Basically, the estimated motion that is plotted is derived from the .mat files
(or the sform in the headers in SPM5b) after the images have been realigned.
The plots don't show the difference made by realignment. e.g. if you realign
the same data twice, you should (hopefully) obtain (almost) identical plots
both times.
Best regards,
-John
> I am in the process of analysing an fMRI data set. However, I am having
> problems with the amount of movement (greater than 5 degrees rotation and 5
> mm translation) in some of the subjects.

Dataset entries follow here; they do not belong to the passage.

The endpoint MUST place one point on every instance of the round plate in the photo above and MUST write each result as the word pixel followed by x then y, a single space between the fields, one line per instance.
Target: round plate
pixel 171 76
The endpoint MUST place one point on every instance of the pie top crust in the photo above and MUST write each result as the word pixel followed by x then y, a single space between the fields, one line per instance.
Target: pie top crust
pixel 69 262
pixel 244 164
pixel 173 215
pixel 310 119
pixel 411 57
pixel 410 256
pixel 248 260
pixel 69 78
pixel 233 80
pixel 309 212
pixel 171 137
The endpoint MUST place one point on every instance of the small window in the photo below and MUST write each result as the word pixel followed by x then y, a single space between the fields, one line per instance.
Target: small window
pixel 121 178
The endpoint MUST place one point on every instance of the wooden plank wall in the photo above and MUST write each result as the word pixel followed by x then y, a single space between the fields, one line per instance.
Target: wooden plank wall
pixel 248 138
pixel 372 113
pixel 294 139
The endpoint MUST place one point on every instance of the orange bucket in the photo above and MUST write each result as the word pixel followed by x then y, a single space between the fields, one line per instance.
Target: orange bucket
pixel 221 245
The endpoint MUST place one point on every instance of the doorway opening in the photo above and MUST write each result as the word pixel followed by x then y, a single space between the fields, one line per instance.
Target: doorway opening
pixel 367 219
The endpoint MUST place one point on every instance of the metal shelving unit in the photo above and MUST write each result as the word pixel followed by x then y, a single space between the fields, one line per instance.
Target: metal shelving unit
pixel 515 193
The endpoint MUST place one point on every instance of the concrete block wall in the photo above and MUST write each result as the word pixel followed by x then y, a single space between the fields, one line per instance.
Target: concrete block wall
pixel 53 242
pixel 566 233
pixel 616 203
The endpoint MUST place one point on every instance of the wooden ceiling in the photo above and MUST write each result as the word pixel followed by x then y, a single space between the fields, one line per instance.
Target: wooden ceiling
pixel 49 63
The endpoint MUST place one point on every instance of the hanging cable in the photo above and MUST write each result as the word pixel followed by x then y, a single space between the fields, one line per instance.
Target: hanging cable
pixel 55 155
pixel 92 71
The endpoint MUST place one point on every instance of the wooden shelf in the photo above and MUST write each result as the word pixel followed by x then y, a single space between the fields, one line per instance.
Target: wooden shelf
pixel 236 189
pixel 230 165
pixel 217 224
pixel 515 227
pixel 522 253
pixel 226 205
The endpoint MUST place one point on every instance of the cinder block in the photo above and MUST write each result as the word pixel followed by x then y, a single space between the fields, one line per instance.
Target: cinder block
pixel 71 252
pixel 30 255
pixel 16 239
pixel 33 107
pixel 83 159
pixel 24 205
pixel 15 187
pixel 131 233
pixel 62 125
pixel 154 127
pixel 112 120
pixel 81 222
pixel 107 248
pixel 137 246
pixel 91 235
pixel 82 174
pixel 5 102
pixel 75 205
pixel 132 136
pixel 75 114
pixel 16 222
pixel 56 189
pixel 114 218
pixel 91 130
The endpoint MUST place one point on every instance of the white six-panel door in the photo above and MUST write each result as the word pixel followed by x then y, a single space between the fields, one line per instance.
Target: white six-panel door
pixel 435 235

In some instances it is just 1
> scan volume where there is a large movement before returning to the
> original position and in other cases there is a large movement and then the
> new position is maintained for the remaineder of the scanning session.
>
> I have tried to seperately move the position of the images where there is a
> large movement, using the 'reorientate' option before realignment, however,
> even though .mat files are generated during 'reorientation' they appear to
> have no effect on the realignment step (I am getting identical motion plots
> before and after I perform any reorientation of the images).
>
> My question is therefore, is there a way to manually realign specific
> images where there is a large movement to bring them back into line with
> the rest of the data set before realignment?